Tuesday, July 17, 2007

Back to Basics

So I’ve been without Internet access for the past two days (more on that debacle to come). And here’s what I did with time I would have spent checking emails and visiting random web sites:

  • Read a book. Actually, I finished a book I had started on Sunday. This isn’t quite the accomplishment it seems, given that the title in question, “On Chesil Beach” by Ian McEwan, is really more of a novella, with the large print and small-sized pages one usually associates with books for the very young or very old. Normally I would feel guilty spending a couple of hours with a book. I don’t know why, but reading sometimes feels like an indulgence. As if the aforementioned emailing and web surfing are justifiable activities but reading somehow isn’t.
  • Baked bread. Not something I normally do in the summer, what with our condo already feeling like the inside of an oven. And not wanting to waste precious July hours on something I could do in February. But yesterday’s temps were on the pleasant side…and I had the time to just sit and watch the dough rise. Here’s what I learned—summer is actually the perfect time for baking bread. The warmer air proved a friendlier environ for the yeast and I turned out a pair of kick ass whole wheat loaves.
  • Took a walk in the park with Dave.

It was like I had traveled back in time to 1854 or 1998. And then I blew the whole “getting back to basics” theme by turning on the television and tuning into the train wreck that was “Victoria Beckham: Coming to America.” Sample quotes from the once and current Posh Spice: “I wouldn’t normally answer the door” and “It’s exhausting being fabulous.” Her criteria for a personal assistant: “She can’t be too pretty and she can’t be too thin.” VB, of course, while not necessarily the former is certainly the latter. If the camera adds 10 pounds, I’d estimate VB’s weight at 70 pounds.
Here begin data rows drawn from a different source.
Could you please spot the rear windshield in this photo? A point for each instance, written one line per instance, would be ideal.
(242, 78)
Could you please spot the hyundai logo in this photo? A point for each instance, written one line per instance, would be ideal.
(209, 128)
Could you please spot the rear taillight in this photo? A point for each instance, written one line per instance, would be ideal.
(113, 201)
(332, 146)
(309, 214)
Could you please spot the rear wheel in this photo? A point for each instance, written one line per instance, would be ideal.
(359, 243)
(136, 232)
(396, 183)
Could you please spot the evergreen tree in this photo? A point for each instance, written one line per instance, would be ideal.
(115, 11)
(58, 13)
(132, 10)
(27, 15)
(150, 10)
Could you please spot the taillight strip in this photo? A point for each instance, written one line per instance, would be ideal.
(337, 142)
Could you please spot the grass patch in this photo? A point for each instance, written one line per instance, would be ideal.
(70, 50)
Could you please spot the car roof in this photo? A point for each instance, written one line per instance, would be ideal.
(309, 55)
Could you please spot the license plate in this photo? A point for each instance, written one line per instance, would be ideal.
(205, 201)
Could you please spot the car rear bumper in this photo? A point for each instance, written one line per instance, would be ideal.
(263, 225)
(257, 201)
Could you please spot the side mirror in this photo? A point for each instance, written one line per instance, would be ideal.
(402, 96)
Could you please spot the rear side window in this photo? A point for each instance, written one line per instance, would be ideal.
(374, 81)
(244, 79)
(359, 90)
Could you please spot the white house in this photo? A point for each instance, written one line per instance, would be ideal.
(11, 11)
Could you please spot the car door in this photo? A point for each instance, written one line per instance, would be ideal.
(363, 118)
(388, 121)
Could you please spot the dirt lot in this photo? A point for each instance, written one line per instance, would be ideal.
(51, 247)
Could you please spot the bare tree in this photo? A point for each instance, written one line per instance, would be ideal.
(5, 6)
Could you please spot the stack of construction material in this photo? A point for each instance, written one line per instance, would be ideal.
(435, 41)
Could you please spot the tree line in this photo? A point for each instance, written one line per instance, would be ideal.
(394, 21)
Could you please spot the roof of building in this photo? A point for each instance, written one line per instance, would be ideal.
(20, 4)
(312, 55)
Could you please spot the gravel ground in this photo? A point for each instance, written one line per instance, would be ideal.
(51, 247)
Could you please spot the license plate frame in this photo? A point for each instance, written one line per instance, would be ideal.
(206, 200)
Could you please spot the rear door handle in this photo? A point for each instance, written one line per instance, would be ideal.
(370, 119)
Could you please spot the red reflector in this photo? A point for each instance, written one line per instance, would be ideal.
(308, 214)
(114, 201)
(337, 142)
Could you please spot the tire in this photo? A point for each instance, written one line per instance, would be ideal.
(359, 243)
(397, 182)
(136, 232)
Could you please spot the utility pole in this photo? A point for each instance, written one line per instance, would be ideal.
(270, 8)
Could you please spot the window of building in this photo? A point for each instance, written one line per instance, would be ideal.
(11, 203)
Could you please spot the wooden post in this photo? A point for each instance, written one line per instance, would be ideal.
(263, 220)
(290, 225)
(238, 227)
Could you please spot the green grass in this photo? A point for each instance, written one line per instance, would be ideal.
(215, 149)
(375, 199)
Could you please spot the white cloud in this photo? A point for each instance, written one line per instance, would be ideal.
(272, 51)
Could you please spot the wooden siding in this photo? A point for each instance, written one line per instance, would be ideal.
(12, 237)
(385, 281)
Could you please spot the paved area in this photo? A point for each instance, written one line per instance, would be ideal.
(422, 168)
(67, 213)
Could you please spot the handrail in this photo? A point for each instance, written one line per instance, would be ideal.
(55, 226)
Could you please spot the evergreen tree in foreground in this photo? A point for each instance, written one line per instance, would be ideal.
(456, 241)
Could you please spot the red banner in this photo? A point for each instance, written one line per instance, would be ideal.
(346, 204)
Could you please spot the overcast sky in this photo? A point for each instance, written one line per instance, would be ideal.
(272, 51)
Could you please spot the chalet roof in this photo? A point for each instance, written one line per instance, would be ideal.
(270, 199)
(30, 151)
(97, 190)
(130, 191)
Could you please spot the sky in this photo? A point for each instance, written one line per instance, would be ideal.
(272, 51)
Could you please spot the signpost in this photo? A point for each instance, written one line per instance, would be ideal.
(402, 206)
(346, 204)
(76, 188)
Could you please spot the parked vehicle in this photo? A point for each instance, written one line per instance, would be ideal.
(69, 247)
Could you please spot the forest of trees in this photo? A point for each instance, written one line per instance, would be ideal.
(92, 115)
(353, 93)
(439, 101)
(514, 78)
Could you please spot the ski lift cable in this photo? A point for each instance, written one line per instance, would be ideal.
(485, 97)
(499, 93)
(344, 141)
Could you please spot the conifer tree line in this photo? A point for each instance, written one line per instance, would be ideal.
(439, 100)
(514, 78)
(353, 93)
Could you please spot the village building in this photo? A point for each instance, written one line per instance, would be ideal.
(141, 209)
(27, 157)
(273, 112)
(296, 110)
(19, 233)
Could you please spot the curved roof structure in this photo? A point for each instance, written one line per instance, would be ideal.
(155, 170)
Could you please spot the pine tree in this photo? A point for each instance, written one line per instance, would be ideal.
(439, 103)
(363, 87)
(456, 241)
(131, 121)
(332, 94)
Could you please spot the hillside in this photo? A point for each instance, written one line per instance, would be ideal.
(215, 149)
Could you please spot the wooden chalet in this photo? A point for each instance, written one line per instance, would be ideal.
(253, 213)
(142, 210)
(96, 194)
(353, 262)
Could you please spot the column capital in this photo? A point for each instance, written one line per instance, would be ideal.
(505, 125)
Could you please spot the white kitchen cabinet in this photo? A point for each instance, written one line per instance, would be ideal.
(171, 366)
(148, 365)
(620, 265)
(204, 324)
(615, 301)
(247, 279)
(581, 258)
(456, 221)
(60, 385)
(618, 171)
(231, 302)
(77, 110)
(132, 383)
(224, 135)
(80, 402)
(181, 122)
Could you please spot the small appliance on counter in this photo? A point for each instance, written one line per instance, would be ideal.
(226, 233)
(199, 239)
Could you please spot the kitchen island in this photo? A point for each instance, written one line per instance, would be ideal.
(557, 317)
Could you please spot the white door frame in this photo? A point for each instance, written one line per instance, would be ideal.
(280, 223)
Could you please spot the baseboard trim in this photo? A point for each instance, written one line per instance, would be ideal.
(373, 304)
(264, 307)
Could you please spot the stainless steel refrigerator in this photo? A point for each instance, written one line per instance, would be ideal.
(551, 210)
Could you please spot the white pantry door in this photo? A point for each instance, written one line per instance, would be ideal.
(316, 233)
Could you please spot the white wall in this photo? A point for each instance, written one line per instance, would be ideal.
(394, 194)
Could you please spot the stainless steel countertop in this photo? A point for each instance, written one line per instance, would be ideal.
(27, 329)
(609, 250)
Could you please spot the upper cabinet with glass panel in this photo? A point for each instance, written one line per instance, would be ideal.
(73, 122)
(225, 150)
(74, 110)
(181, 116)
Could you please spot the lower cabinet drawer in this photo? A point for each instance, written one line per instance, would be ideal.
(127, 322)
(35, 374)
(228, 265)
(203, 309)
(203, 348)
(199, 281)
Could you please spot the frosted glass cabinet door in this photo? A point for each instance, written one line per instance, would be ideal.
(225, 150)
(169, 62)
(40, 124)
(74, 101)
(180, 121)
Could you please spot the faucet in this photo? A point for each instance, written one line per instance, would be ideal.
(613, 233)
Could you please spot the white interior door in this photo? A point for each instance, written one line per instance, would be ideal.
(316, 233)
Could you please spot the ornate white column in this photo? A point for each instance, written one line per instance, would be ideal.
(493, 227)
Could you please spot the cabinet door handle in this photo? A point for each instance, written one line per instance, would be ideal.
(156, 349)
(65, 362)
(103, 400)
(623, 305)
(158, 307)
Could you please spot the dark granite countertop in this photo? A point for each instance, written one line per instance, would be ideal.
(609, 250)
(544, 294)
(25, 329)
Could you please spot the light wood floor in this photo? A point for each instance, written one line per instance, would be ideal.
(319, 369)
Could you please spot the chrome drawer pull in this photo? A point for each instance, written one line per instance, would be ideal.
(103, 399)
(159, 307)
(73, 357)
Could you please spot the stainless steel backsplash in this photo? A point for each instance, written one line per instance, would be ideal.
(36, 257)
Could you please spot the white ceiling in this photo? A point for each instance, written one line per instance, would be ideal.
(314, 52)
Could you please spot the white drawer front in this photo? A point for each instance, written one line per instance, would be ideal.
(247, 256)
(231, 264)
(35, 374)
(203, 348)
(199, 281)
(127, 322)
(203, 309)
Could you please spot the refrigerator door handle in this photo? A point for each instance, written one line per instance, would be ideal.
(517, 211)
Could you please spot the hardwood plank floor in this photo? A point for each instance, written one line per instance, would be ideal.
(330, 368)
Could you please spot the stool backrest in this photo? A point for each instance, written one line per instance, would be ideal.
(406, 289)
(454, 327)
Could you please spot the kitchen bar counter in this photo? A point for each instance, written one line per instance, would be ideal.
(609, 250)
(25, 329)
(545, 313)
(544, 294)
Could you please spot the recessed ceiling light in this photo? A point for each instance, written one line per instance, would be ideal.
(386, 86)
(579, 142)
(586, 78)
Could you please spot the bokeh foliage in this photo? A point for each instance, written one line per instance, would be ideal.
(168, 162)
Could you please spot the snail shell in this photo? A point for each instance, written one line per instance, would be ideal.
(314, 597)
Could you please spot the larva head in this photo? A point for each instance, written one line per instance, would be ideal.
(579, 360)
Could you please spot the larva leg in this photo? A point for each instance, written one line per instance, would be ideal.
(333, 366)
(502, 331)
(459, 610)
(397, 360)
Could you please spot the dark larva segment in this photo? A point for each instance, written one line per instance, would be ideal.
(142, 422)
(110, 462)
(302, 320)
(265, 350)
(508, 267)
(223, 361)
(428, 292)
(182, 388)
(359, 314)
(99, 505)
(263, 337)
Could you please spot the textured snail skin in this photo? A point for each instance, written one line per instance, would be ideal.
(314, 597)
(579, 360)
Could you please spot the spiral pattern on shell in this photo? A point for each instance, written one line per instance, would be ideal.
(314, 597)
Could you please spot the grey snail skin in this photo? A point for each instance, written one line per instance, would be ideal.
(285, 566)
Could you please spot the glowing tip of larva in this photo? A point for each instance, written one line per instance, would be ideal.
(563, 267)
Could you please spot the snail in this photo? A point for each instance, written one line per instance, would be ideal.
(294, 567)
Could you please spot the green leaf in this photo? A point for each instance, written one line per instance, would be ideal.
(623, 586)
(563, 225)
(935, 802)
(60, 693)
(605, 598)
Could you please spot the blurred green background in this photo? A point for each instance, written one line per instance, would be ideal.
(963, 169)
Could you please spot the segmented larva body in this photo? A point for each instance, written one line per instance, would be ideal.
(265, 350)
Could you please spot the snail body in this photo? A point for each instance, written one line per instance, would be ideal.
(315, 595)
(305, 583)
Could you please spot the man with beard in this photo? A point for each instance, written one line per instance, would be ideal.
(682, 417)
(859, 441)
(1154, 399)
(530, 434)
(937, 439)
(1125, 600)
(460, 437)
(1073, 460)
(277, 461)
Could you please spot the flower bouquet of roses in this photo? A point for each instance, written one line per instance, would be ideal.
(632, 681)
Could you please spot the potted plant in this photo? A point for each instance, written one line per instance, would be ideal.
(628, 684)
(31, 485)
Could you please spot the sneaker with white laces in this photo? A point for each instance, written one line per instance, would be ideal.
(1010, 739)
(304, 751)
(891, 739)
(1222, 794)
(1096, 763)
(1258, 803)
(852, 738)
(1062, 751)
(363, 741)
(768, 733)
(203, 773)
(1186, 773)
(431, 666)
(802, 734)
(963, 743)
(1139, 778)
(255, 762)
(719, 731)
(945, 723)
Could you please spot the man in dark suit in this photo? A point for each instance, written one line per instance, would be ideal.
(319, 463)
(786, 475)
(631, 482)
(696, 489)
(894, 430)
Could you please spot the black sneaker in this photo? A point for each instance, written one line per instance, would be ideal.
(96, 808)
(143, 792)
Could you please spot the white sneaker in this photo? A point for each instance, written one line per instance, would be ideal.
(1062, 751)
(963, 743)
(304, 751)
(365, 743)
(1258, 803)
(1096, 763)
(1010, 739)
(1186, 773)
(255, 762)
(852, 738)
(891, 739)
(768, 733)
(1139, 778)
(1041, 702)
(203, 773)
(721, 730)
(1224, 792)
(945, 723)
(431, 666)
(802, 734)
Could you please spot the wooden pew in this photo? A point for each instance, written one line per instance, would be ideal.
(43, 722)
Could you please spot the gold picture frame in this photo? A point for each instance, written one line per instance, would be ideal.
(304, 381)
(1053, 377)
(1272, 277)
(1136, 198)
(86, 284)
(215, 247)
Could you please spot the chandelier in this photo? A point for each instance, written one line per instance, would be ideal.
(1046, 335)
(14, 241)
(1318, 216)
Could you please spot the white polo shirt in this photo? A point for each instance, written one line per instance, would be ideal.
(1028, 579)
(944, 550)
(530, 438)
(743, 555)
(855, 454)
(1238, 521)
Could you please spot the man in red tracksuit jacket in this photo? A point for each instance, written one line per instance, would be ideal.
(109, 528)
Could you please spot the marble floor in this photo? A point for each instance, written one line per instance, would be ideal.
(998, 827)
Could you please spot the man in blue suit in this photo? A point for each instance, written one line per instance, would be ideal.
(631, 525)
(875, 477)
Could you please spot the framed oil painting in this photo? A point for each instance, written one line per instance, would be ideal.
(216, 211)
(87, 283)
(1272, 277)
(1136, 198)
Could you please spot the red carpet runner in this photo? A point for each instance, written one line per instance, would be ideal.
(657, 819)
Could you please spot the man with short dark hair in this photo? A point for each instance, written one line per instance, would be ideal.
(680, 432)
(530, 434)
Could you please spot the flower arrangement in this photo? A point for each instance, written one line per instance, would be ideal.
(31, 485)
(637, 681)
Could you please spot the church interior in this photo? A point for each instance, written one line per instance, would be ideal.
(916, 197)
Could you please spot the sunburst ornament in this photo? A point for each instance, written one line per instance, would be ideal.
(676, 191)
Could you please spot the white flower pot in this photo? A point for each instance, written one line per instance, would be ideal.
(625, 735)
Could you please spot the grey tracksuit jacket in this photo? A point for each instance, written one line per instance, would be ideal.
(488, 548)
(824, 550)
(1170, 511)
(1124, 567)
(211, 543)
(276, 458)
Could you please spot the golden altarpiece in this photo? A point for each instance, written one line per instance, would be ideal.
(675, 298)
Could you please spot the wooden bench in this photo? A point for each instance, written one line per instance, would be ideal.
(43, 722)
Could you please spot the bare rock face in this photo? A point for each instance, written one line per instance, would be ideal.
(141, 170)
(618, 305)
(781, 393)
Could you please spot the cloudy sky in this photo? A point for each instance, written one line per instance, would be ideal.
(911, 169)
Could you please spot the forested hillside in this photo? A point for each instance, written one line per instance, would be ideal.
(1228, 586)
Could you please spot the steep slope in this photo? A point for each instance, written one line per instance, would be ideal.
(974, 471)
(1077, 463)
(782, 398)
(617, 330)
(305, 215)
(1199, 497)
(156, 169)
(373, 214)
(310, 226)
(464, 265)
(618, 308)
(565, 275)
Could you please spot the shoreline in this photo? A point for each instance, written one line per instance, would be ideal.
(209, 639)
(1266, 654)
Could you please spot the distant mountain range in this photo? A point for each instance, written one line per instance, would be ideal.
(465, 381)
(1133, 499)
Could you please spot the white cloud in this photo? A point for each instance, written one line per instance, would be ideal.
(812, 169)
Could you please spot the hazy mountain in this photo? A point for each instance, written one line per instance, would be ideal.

This one-hour special was supposed to be a series, and I can see why that idea was kiboshed. Not only were the scenarios hopelessly contrived—the Dodgers just happen to call and ask VB to throw out the first pitch; a group of Beverly Hills socialites ask Posh to lunch, and one of the overly made-up matrons just happens to imitate a dolphin call—but the star of the show was so unlikable, she managed to make employees of the DMV look like charmers. (Why the ruse of getting a U.S. driver’s license when we later see her being chauffeured everywhere?) I was not amused.

Tonight I think I’ll take up needlepoint.